Ia memandangi aurora yang terus bergerak perlahan di atas kota. Fenomena langit ini begitu indah, namun penuh dengan misteri. Tidak ada penjelasan rasional yang bisa diterima oleh akal sehat. Apa arti dari semua ini? Apakah itu hanya kebetulan yang kebetulan indah, ataukah itu sebuah tanda dari alam semesta yang tak terlihat, memberi pesan pada mereka yang masih mau mendengarkan?
Di bawah langit yang terang oleh warna jingga itu, Noir merasakan ada bagian dari dirinya yang mulai ditarik keluar. Malam itu, di tengah-tengah kota yang sibuk dan modern, Noir merasa seperti seorang pengamat dari dunia yang jauh, seolah ia berada di tempat yang berbeda—di luar dari segala kekacauan dan kebusukan yang ia hadapi setiap hari. Seolah aurora jingga itu memberikan sedikit secercah harapan di tengah kegelapan yang melingkupinya.
"Apakah aku sekarat?" Noir tersenyum kecut.
"Baiklah, ambillah nyawaku..." Noir memejamkan mata. Dia akhirnya benar-benar menyerah pada takdir.
Malam itu, setelah melihat fenomena langit yang aneh, Noir merasa tubuhnya semakin lemah. Auroranya yang masih menyala di langit seakan menjadi lambang dari segala yang telah hilang darinya—sebuah keindahan yang tak dapat ia raih, seperti impian-impian yang tak pernah tercapai.

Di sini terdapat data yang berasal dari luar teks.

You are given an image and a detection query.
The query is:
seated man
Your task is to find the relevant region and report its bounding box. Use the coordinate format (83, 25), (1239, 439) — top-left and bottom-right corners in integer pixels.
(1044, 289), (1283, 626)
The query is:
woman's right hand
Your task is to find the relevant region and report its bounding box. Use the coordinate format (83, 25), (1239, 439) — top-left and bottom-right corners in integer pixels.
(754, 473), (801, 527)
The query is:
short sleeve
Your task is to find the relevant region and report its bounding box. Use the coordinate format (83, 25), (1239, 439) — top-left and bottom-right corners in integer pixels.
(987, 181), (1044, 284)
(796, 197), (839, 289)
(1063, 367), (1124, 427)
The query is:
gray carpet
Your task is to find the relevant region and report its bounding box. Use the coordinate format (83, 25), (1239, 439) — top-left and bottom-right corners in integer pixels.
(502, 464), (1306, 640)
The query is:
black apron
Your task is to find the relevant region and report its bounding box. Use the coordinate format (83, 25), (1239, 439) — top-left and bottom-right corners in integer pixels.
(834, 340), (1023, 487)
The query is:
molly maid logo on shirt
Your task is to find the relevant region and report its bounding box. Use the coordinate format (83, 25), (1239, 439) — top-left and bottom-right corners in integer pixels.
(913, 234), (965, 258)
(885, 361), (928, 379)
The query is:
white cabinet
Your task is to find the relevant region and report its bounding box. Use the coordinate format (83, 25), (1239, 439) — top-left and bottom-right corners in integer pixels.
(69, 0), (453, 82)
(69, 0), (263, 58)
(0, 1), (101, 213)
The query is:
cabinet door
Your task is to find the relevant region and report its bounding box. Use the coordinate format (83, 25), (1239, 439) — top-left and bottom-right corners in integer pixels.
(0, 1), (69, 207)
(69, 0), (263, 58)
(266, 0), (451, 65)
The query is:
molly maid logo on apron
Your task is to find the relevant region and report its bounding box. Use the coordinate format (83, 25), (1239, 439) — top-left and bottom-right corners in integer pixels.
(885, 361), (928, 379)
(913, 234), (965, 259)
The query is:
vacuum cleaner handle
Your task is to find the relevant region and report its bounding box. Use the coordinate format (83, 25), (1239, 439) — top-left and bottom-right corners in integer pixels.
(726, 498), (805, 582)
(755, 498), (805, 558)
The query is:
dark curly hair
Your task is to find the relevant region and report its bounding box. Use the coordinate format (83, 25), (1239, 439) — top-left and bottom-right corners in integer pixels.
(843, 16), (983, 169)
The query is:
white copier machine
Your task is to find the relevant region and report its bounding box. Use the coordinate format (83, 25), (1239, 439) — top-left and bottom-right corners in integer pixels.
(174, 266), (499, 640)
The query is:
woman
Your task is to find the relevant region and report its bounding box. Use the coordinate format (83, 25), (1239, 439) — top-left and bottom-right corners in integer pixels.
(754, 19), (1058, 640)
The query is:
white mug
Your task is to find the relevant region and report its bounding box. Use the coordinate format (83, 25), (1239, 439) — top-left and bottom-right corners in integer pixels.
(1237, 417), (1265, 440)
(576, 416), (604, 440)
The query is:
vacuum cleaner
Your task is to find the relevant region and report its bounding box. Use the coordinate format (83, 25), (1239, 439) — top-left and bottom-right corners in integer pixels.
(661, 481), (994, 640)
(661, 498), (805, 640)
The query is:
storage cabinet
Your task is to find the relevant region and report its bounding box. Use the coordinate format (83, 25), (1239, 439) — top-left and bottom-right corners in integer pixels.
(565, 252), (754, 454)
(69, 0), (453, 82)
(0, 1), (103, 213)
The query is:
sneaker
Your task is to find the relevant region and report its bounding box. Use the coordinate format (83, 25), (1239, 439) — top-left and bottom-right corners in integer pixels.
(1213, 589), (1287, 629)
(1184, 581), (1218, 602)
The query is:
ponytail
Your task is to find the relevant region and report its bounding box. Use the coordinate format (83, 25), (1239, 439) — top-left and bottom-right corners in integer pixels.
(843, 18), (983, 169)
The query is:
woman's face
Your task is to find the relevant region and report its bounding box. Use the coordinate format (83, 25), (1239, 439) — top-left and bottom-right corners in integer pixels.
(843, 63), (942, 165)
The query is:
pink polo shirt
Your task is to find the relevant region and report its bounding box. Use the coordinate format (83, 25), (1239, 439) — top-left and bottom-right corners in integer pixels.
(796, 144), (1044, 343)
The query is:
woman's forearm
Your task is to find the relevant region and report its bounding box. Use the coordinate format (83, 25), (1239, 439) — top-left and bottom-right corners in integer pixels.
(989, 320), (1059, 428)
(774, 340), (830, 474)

Ia kembali terbaring di lantai apartemennya yang gelap, tubuhnya terasa semakin rapuh, dan napasnya semakin berat.
Perasaan kosong yang selama ini menghantui dirinya kini semakin menyiksa. Hari-hari berlalu, tapi rasa sakit itu tak pernah pergi. Mungkin, seperti yang ia rasakan, ini adalah akhir dari segala perjuangannya—perjuangan yang tak pernah terhenti meski ia sudah kehabisan energi. Dunia yang terus menekan, pekerjaan yang tak pernah selesai, serta kehilangan yang tak pernah sembuh, semuanya membawa Noir ke titik ini.

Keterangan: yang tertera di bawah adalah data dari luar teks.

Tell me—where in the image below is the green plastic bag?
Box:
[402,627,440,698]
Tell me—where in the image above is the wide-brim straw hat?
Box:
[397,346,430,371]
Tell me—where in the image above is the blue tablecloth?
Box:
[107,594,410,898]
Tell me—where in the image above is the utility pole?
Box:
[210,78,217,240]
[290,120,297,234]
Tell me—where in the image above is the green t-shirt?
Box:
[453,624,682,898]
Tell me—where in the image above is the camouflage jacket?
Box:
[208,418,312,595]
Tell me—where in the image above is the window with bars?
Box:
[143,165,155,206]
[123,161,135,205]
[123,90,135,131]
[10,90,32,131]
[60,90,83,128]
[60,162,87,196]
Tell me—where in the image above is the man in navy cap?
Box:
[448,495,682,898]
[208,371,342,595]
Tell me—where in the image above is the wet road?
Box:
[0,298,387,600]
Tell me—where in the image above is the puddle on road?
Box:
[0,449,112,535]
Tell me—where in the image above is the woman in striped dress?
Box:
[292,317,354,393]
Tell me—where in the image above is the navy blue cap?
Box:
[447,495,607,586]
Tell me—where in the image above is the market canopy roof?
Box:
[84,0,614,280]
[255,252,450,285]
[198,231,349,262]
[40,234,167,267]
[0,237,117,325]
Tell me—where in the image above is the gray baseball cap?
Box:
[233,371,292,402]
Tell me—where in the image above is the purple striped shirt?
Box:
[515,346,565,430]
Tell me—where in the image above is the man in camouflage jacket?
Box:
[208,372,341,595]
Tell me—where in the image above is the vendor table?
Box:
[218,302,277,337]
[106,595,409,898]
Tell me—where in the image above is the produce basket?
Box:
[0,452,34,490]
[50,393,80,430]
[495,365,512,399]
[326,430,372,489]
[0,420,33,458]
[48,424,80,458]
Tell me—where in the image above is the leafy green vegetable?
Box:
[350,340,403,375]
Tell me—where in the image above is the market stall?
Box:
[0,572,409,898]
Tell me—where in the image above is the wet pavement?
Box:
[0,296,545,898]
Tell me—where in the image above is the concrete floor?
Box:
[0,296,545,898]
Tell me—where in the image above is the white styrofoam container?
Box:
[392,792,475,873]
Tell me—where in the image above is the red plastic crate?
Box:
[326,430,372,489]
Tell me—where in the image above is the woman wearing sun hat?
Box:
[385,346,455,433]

Di malam yang sunyi itu, dalam kesendirian yang begitu berat, Noir akhirnya merasakan kedamaian yang tak pernah ia temui sebelumnya. Ia tidak tahu apakah itu karena dirinya benar-benar lelah, atau karena ia akhirnya bisa melepaskan diri dari segala yang menekannya. Mungkin, bagi sebagian orang, ini adalah akhir yang tragis, tetapi bagi Noir, mungkin ini adalah akhir yang ia butuhkan.
Dengan langit jingga yang masih memancar di atasnya, Noir menghembuskan napas terakhirnya, mengakhiri segala penderitaan yang selama ini ia alami. Tidak ada yang datang untuk menemani, tidak ada yang menangisi kepergiannya.
Hanya sepi yang menyelimuti apartemennya, dan aurora jingga itu yang masih membentang di langit, seperti memberikan pengakuan bahwa ia telah berjuang sekuat tenaga.
Malam itu, dunia tak mengubahnya, tak memberinya kebahagiaan yang ia cari. Namun, mungkin di akhir perjalanan ini, Noir akhirnya menemukan kedamaian yang ia impikan, meskipun itu datang dalam bentuk perpisahan yang tak pernah ia duga.
Ia pergi, meninggalkan dunia yang keras dan kejam ini, dan menjadi bagian dari kenangan yang akan hilang begitu saja, seperti bayang-bayang di bawah cahaya langit yang tak pernah bisa digenggam.